In the past year, the number of people taking bridging loans has nearly doubled, with estimates suggesting gross lending breached the £1bn barrier in March this year.
While it's tiny compared to the £138bn mortgage market, the increasingly twitchy Financial Services Authority (FSA) has openly warned that some people are wrongly being given bridging loans they can't afford and won't be able to repay.
Indeed, the regulator has started doing spot checks on brokers arranging bridging finance to check they are doing everything by the book.
But there is a limited amount the FSA can do to protect people when bridging loans are done for investment reasons, buy-to-let or development, because these are considered commercial and are overseen by the Office of Fair Trading.

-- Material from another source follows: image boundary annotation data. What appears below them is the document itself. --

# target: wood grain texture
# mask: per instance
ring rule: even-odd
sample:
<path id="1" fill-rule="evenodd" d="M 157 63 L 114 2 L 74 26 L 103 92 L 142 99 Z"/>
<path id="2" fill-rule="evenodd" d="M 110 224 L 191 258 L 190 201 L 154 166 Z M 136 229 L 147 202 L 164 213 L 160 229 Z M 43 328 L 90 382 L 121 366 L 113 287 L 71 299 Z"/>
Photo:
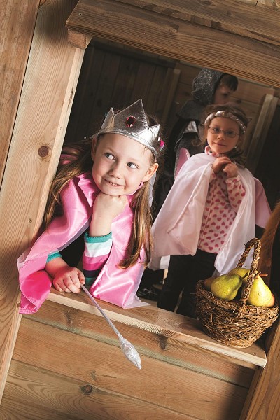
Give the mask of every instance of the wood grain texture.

The result is standards can vary dramatically with bridging lenders ranging from one man and his wallet up to fully FSA-regulated and professional outfits. And while many bridging lenders are filling a valuable finance gap, be warned there are those prepared to rip you off.
Typically, interest rates charged are 1 per cent per month plus a 1 per cent or slightly higher administration fee, but there are some lenders charging close to double these rates.

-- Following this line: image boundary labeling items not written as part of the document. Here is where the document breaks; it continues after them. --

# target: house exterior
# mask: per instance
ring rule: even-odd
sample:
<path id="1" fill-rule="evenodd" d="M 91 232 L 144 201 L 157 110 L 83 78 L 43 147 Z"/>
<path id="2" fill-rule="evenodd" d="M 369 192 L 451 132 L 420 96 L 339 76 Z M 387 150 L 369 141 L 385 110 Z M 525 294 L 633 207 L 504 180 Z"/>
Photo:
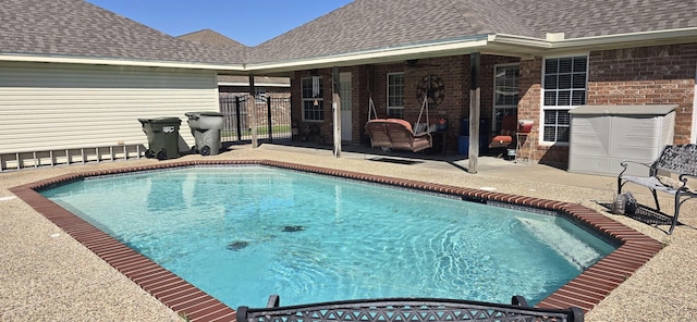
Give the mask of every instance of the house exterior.
<path id="1" fill-rule="evenodd" d="M 211 29 L 198 30 L 176 38 L 196 44 L 224 46 L 241 51 L 244 51 L 247 48 L 246 46 Z M 267 97 L 289 98 L 291 96 L 290 77 L 255 76 L 254 86 L 254 91 L 259 100 L 264 100 Z M 248 76 L 218 76 L 218 91 L 220 92 L 221 98 L 249 95 L 249 90 Z"/>
<path id="2" fill-rule="evenodd" d="M 421 79 L 439 76 L 445 95 L 430 110 L 430 123 L 433 114 L 450 120 L 443 135 L 451 151 L 457 150 L 461 120 L 475 108 L 476 55 L 480 135 L 496 133 L 502 115 L 517 114 L 534 121 L 522 147 L 526 157 L 565 166 L 568 111 L 584 104 L 677 104 L 674 143 L 695 141 L 695 4 L 358 0 L 257 49 L 267 60 L 308 64 L 293 72 L 293 103 L 301 107 L 293 116 L 322 133 L 333 127 L 332 69 L 339 67 L 340 77 L 350 79 L 341 90 L 352 109 L 341 119 L 342 139 L 353 143 L 368 141 L 363 126 L 369 98 L 379 112 L 416 122 Z M 309 90 L 313 76 L 321 77 L 319 97 Z"/>
<path id="3" fill-rule="evenodd" d="M 217 111 L 243 51 L 175 39 L 80 0 L 0 3 L 0 170 L 138 157 L 138 119 Z M 187 150 L 187 149 L 186 149 Z"/>
<path id="4" fill-rule="evenodd" d="M 694 143 L 696 4 L 355 0 L 240 47 L 176 39 L 81 0 L 2 1 L 10 27 L 0 29 L 0 163 L 80 160 L 100 147 L 139 153 L 136 119 L 216 110 L 219 75 L 290 77 L 293 123 L 318 128 L 327 143 L 340 133 L 367 144 L 370 101 L 382 115 L 416 122 L 433 88 L 427 121 L 449 120 L 447 151 L 457 151 L 463 119 L 476 150 L 485 145 L 476 136 L 513 113 L 534 121 L 521 151 L 564 166 L 568 111 L 584 104 L 676 104 L 674 143 Z M 185 122 L 180 132 L 191 144 Z"/>

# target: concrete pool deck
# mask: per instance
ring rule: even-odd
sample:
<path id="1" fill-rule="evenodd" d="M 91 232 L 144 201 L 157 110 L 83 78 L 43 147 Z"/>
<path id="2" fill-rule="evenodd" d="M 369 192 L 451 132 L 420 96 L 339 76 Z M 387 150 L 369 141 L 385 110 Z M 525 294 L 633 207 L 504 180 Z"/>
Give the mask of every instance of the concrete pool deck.
<path id="1" fill-rule="evenodd" d="M 683 206 L 673 235 L 668 226 L 653 227 L 626 216 L 608 214 L 598 202 L 609 202 L 616 187 L 614 177 L 572 174 L 562 170 L 481 158 L 479 173 L 463 170 L 467 160 L 448 158 L 403 159 L 366 152 L 344 152 L 280 145 L 233 146 L 215 157 L 187 156 L 181 160 L 277 160 L 368 174 L 403 177 L 466 188 L 579 203 L 639 231 L 667 247 L 637 270 L 586 315 L 586 321 L 695 320 L 697 304 L 697 208 Z M 414 161 L 404 162 L 404 161 Z M 170 161 L 164 161 L 170 162 Z M 161 163 L 134 160 L 85 165 L 45 168 L 0 173 L 0 321 L 181 321 L 90 250 L 19 199 L 8 188 L 57 175 Z M 651 205 L 647 191 L 635 190 L 641 203 Z M 663 198 L 671 209 L 670 198 Z M 272 292 L 272 290 L 270 290 Z"/>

The bridging lender trade body says anyone looking to use these loans should go to an FSA-regulated broker because they will only advise a bridge if it's appropriate for you.
Benson Hersch, the chief executive of the Association of Short Term Lenders, explains borrowers must think realistically about how they plan to get out of the bridge – either by getting a mainstream or buy-to-let mortgage or selling the property.

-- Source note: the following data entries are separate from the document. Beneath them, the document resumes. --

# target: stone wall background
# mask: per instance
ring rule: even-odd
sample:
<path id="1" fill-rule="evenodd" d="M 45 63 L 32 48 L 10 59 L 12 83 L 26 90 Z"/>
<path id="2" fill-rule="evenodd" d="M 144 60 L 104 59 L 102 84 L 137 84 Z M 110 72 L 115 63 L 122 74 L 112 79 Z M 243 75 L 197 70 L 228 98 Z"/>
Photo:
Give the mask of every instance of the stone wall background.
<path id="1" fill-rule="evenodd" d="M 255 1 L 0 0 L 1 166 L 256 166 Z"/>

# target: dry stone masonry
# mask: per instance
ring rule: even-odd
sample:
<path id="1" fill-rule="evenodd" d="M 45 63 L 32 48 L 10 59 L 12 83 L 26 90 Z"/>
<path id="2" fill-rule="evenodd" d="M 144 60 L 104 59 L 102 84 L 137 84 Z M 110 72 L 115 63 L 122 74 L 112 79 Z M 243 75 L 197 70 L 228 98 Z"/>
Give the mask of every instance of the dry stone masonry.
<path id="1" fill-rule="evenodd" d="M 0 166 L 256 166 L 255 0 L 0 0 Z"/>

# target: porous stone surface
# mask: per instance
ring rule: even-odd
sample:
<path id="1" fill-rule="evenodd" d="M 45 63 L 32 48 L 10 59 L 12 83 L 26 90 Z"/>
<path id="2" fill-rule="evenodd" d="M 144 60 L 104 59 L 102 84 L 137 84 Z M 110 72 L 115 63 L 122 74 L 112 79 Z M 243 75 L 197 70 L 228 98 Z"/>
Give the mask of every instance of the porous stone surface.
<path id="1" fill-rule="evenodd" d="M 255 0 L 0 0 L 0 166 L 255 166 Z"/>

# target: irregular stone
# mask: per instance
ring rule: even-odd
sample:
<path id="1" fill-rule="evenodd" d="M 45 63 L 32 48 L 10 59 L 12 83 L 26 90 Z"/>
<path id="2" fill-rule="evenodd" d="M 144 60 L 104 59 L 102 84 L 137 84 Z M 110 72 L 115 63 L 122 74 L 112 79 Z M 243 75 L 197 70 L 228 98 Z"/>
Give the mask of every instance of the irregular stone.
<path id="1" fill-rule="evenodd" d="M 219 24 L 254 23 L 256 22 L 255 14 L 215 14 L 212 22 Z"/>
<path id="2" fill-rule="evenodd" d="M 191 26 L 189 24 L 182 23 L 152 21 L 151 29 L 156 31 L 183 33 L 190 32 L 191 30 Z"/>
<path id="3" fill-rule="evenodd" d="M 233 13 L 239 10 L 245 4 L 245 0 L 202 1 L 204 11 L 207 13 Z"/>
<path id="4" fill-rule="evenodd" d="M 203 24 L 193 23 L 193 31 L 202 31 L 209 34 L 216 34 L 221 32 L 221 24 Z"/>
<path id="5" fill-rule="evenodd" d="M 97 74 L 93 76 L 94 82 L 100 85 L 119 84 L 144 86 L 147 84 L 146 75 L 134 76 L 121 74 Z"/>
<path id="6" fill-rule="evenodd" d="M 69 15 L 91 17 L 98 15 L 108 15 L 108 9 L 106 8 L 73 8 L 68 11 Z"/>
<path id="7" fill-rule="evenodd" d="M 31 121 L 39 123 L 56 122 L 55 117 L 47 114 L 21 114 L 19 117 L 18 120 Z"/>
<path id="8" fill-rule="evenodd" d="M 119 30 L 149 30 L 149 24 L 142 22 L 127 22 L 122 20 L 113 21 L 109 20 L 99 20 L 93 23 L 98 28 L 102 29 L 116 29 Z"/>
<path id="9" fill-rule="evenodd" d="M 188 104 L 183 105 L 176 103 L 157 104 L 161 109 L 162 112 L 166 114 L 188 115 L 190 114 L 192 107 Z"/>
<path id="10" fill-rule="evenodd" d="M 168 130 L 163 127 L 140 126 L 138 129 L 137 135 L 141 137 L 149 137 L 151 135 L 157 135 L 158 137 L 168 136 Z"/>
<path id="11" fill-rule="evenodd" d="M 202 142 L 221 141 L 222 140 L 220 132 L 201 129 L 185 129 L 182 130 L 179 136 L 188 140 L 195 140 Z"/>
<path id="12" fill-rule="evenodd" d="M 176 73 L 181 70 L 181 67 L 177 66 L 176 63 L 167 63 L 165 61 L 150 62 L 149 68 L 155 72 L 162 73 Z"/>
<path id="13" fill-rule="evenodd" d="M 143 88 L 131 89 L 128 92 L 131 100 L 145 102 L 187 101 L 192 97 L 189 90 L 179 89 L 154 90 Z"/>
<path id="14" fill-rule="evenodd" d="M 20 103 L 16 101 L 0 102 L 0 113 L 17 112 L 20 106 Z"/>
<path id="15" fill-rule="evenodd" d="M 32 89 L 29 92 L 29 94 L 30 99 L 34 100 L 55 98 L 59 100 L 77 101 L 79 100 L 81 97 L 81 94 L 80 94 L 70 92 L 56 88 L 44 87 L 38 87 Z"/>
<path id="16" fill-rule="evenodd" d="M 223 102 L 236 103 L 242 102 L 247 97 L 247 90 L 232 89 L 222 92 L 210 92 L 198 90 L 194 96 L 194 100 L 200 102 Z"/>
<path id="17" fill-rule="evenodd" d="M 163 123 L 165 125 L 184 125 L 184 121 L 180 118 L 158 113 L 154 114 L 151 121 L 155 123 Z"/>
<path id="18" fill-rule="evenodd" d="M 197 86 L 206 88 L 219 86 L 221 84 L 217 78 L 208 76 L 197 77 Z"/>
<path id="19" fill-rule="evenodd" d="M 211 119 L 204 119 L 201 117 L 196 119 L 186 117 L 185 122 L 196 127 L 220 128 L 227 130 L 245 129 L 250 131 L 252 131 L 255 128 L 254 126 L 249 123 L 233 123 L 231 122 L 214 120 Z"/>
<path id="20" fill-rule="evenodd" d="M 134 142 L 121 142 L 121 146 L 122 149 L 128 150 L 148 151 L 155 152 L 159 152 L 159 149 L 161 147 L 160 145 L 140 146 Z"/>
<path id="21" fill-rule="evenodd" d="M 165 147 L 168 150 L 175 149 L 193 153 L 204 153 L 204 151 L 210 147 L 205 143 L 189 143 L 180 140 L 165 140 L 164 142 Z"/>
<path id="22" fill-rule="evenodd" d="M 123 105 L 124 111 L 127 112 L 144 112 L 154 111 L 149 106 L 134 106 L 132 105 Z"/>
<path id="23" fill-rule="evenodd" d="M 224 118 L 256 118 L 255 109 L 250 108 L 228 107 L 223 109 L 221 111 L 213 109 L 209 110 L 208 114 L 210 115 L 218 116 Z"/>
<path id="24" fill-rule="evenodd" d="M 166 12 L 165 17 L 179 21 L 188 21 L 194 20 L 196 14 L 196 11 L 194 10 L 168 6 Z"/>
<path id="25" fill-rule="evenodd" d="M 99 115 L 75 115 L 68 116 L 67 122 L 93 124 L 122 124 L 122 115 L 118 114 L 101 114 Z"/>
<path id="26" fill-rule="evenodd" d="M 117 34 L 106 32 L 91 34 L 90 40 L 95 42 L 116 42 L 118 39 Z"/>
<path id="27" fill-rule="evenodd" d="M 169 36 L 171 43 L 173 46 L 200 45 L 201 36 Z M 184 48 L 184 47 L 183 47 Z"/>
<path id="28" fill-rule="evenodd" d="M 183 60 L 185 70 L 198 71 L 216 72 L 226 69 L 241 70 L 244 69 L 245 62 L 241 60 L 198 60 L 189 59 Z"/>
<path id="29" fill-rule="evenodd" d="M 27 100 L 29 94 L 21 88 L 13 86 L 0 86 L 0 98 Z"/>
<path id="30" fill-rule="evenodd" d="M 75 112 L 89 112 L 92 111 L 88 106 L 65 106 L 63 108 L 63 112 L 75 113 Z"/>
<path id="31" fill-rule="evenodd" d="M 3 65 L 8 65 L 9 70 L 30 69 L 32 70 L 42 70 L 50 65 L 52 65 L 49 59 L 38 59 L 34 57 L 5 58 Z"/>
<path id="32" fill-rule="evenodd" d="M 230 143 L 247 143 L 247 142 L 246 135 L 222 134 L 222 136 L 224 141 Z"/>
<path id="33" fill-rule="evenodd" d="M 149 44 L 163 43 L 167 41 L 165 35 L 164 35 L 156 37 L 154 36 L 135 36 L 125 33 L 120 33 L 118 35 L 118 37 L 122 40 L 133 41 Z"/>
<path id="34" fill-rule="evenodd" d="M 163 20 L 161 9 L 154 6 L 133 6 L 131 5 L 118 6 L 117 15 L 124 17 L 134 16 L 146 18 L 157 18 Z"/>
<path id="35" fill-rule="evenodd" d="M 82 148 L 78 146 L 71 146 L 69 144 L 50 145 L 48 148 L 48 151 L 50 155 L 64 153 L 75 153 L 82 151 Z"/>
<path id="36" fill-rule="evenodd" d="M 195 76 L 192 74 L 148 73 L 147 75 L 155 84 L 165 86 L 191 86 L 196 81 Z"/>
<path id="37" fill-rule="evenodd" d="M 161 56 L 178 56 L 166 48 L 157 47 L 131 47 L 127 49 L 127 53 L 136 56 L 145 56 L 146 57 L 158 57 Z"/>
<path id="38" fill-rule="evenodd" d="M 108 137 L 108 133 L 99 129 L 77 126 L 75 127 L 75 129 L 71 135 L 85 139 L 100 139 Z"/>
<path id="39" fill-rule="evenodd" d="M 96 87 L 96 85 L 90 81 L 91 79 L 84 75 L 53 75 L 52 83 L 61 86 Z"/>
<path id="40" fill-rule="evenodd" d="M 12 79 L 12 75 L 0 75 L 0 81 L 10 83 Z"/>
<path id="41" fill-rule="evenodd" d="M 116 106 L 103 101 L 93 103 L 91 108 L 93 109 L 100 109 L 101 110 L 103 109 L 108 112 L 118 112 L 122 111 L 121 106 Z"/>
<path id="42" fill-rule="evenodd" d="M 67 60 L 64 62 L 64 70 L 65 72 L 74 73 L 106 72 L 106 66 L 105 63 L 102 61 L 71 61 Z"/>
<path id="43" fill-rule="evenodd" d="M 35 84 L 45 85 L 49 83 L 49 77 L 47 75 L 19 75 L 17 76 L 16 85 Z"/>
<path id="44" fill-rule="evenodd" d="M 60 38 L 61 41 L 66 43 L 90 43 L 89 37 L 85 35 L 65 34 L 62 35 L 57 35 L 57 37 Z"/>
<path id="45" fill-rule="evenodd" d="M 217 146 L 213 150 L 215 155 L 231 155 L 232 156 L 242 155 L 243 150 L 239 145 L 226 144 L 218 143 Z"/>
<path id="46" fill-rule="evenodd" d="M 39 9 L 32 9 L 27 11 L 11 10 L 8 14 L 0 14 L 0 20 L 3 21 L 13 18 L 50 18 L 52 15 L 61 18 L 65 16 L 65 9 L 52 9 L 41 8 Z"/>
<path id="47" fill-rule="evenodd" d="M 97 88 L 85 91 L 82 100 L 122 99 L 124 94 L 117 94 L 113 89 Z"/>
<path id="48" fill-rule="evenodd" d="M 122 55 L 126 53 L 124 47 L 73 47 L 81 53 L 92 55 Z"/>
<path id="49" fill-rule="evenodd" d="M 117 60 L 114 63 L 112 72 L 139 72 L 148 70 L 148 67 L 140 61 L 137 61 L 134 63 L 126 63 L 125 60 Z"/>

And Phil Jay, a broker at Complete Financial Services, has another warning for landlords and amateur property developers.
"The many TV programmes dedicated to buying a property at auction always paints a pretty picture: buy property, tart it up and sell for a big profit, but for the amateur it can turn into a nightmare. I would always recommend you use a bridging loan as a last resort as any profits you make could easily be eroded if you face delays or problems," he said.
Julian Ingall, a bridging specialist at mortgage broker Coreco, said that borrowers who haven't used this type of finance before should tread carefully.
"There are often hidden costs that are not always made clear, double legal fees, retained interest and extra administration fees can be overlooked and quickly add up to thousands of pounds," he explained.
While dedicated bridging lenders offer rates from 9 per cent up to 25 per cent a year, for wealthy or asset-rich clients who want straightforward lending on residential properties, some private banks will lend at rates as low as 2 per cent per annum.